Re: [DPUB][Locators]Cancellation and Next Steps

From: Leonard Rosenthol <lrosenth@adobe.com>
Date: Tue, 26 Jan 2016 12:03:22 +0000
To: Romain <rdeltour@gmail.com>, Ivan Herman <ivan@w3.org>
CC: Bill Kasdorf <bkasdorf@apexcovantage.com>, W3C Digital Publishing IG <public-digipub-ig@w3.org>
Message-ID: <7C8088FF-7B8D-4992-B166-EB00ED5291BC@adobe.com>
>- more conceptually, I would argue that the unpacked content served at https://example.org/ThePublication isn't semantically equivalent
>(in the context of an HTTP request) to the packaged version at https://example.org/ThePublication?packed.

Which is EXACTLY what I have been arguing for a while now as well!    Thank you Romain!


From: Romain <rdeltour@gmail.com<mailto:rdeltour@gmail.com>>
Date: Tuesday, January 26, 2016 at 4:44 AM
To: Ivan Herman <ivan@w3.org<mailto:ivan@w3.org>>
Cc: Leonard Rosenthol <lrosenth@adobe.com<mailto:lrosenth@adobe.com>>, Bill Kasdorf <bkasdorf@apexcovantage.com<mailto:bkasdorf@apexcovantage.com>>, W3C Digital Publishing IG <public-digipub-ig@w3.org<mailto:public-digipub-ig@w3.org>>
Subject: Re: [DPUB][Locators]Cancellation and Next Steps

On 26 Jan 2016, at 09:50, Ivan Herman <ivan@w3.org<mailto:ivan@w3.org>> wrote:

On 25 Jan 2016, at 16:48, Romain <rdeltour@gmail.com<mailto:rdeltour@gmail.com>> wrote:

The problem with conneg is that there are many forms and it's sometimes difficult to understand which one we're talking about :)
Here I was assuming you were considering server-driven conneg (aka proactive conneg) where the client sends Accept headers and the server returns the best-match answer.
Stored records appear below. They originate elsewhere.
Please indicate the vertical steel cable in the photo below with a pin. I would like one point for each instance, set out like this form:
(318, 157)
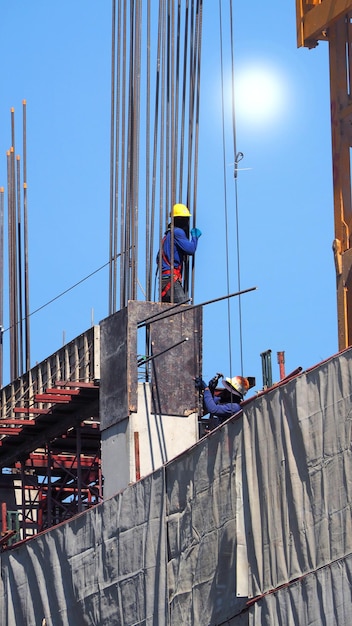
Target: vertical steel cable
(195, 174)
(135, 104)
(148, 231)
(236, 187)
(1, 281)
(123, 164)
(19, 263)
(183, 104)
(117, 152)
(156, 134)
(25, 239)
(112, 256)
(129, 165)
(225, 190)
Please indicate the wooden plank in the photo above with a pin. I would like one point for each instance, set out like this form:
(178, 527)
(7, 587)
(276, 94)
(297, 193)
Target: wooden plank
(52, 399)
(72, 383)
(17, 422)
(30, 411)
(58, 391)
(10, 430)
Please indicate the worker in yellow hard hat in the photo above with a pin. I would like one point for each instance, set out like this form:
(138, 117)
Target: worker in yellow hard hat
(223, 403)
(183, 246)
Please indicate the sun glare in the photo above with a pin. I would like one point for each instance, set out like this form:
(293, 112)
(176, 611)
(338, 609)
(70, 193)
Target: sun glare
(260, 94)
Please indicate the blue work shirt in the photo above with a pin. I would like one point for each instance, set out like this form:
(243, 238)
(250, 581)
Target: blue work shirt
(214, 406)
(183, 247)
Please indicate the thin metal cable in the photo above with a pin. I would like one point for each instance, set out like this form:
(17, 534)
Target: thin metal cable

We shouldn't do this.
It appears instead that you're considering an agent-driven conneg pattern (aka reactive conneg); but then, this can take many forms.

Actually… no. In your description what I was considering is what you call server-driven conneg. Note that the client does not have to send an Accept header; the server can set up a default priority.

I am not sure why you say 'we shouldn't do this'? What is your argument?

There are many reasons, most described in the RFC2616 for HTTP/1.1 [1].

- proactive conneg requires clients to set HTTP headers. It may work well for an API with dedicated clients, but browsers won't add PWP-aware headers to all requests they make, so in the general case of browsing the web we have to cater for a reactive conneg pattern anyway.
- proactive conneg is problematic for caches.
- more conceptually, I would argue that the unpacked content served at https://example.org/ThePublication isn't semantically equivalent (in the context of an HTTP request) to the packaged version at https://example.org/ThePublication?packed. In the former case, the GET returns an HTML doc with links to subsequent resources, in the latter case, it returns *all* the resources. It's just not the same beast.

See also the literature in the following refs:

[1] server-driven negtciation in HTTP/1.1 https://tools.ietf.org/html/rfc2616#section-12.1

[2] TBL's design issue on conneg https://www.w3.org/DesignIssues/Conneg The "When not to use conneg" section applies to my 3d bullet above.
[3] WHATWG's Why Not Conneg (by Henri Sivonen) https://wiki.whatwg.org/wiki/Why_not_conneg

[4] 2006 TAG's finding "On Linking Alternative Representations To Enable Discovery And Publishing" https://www.w3.org/2001/tag/doc/alternatives-discovery.html

[5] Roy Fielding's comments on  ietf-http-wg https://lists.w3.org/Archives/Public/ietf-http-wg/2013JanMar/0811.html

All that considered, I think that proactive conneg is not the best approach in our case. But I'm not an expert. Maybe we can reach out to TAG or HTTP fellows?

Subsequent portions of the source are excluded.